Predict: I want a hamburger and a cup of cola.

An autoregressive language model will generate words step by step.

I’m hungry, I
I’m hungry, I want
I’m hungry, I want a
……
I’m hungry, I want a hamburger and a cup of cola.

That is, the newly generated word will be appended to the end of the previous input sequence to construct the new input sequence. During training, I will calculate the loss on the generated content “I want a hamburger and a cup of cola” and use back-propagation to update model parameters. The generation process can be implemented through a for-loop and a “decoder-only” module.

However, the GPU memory usage always spikes in this for-loop, and causes out-of-GPU-memoery error. If I set “@torch.no_grad()”, there will be no such problem. So I guess maybe the problem is caused by stored intermediate data for back-propagation.

Do you think my implementation is the right way to generate word sequences? Do you have any suggestions for optimizing my implementation?

My time series forecasting sequence contains around 100 elements, that is, the for-loop repeat operation 100 times.

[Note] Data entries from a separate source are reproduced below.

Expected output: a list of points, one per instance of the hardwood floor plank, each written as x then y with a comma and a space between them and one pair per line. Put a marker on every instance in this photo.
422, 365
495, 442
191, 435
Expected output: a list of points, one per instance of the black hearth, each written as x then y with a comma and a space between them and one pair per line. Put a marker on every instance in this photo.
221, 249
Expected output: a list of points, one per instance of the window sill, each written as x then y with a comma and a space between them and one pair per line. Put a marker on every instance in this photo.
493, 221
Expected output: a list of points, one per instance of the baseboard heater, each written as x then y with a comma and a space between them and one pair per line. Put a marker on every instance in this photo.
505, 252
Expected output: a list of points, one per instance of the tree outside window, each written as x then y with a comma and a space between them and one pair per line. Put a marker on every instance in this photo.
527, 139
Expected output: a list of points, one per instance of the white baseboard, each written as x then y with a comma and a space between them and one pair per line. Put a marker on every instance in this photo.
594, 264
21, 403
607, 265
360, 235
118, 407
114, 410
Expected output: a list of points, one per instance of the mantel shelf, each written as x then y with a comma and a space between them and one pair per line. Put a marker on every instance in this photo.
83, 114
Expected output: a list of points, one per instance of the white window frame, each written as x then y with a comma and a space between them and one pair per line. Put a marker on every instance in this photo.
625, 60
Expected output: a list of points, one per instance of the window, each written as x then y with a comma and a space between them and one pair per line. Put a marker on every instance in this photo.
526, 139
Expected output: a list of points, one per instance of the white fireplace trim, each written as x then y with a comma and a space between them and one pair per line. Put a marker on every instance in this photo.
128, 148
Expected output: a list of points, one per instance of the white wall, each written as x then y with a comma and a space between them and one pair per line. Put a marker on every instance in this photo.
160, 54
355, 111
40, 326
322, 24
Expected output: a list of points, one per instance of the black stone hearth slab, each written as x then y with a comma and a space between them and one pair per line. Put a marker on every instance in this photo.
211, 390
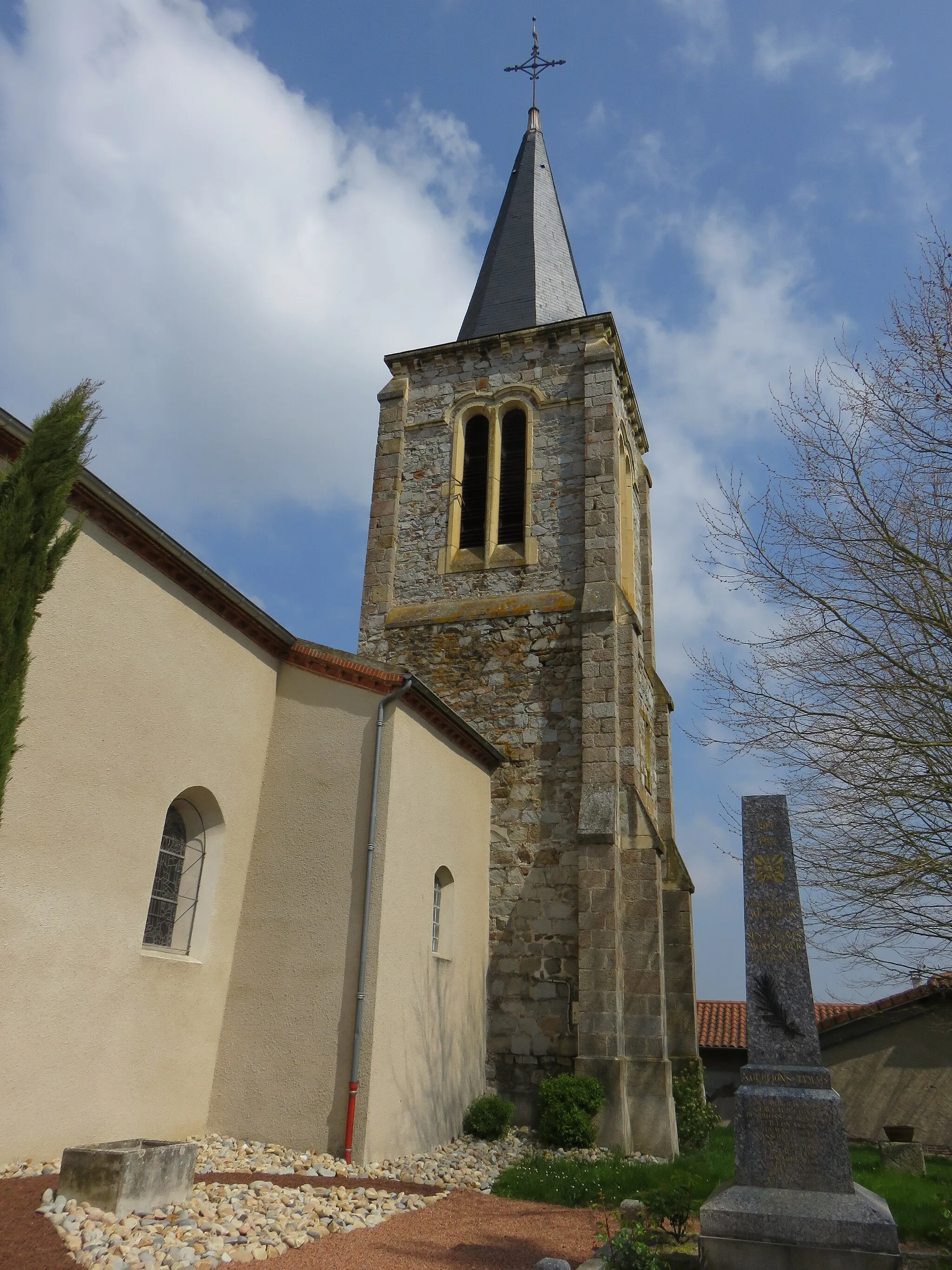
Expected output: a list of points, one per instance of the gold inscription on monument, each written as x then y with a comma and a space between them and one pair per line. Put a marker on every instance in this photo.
768, 868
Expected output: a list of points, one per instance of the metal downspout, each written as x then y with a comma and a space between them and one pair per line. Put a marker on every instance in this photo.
358, 1012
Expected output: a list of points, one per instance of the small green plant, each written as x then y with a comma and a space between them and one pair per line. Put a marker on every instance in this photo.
567, 1105
489, 1117
626, 1249
696, 1117
672, 1203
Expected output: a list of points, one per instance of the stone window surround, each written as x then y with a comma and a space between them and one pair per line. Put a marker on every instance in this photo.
443, 915
211, 814
630, 510
494, 554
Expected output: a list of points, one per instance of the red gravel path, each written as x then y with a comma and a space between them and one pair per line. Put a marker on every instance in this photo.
465, 1232
27, 1240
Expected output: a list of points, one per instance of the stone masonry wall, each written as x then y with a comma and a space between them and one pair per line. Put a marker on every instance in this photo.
513, 651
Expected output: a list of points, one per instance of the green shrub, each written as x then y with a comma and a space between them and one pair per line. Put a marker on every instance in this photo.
696, 1117
567, 1105
629, 1251
672, 1203
489, 1117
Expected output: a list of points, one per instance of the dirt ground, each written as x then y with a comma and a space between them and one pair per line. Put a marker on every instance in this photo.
465, 1232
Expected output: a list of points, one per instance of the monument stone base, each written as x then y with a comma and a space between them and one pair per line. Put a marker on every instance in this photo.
767, 1229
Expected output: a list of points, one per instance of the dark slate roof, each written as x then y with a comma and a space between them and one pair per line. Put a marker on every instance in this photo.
529, 276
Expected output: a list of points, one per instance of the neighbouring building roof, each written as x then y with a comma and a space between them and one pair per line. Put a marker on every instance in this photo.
529, 276
724, 1024
141, 536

The increase in memory is expected as you are storing all computation graphs including all intermediate tensors needed for the gradient computation.
I don’t know if your auto-regressive approach is suitable for your problem, but you won’t be able to reduce the memory usage as the memory is indeed needed. Reducing the number of iterations, the model size, etc. might help but also changes your use case.

1 Like

There is a PyTorch tutorial “Language Translation with nn.Transformer and torchtext”. As the decoder does essentially the same as for you, i.e., generating text, maybe this implementation might be worth look it. If you look at the greedy_decode() method, there’s the for loop generating the next word. I ran it locally and it works just fine. To be fair, the translations – and with that the number of iterations in greedy_decode() are – much shorter than 100 steps.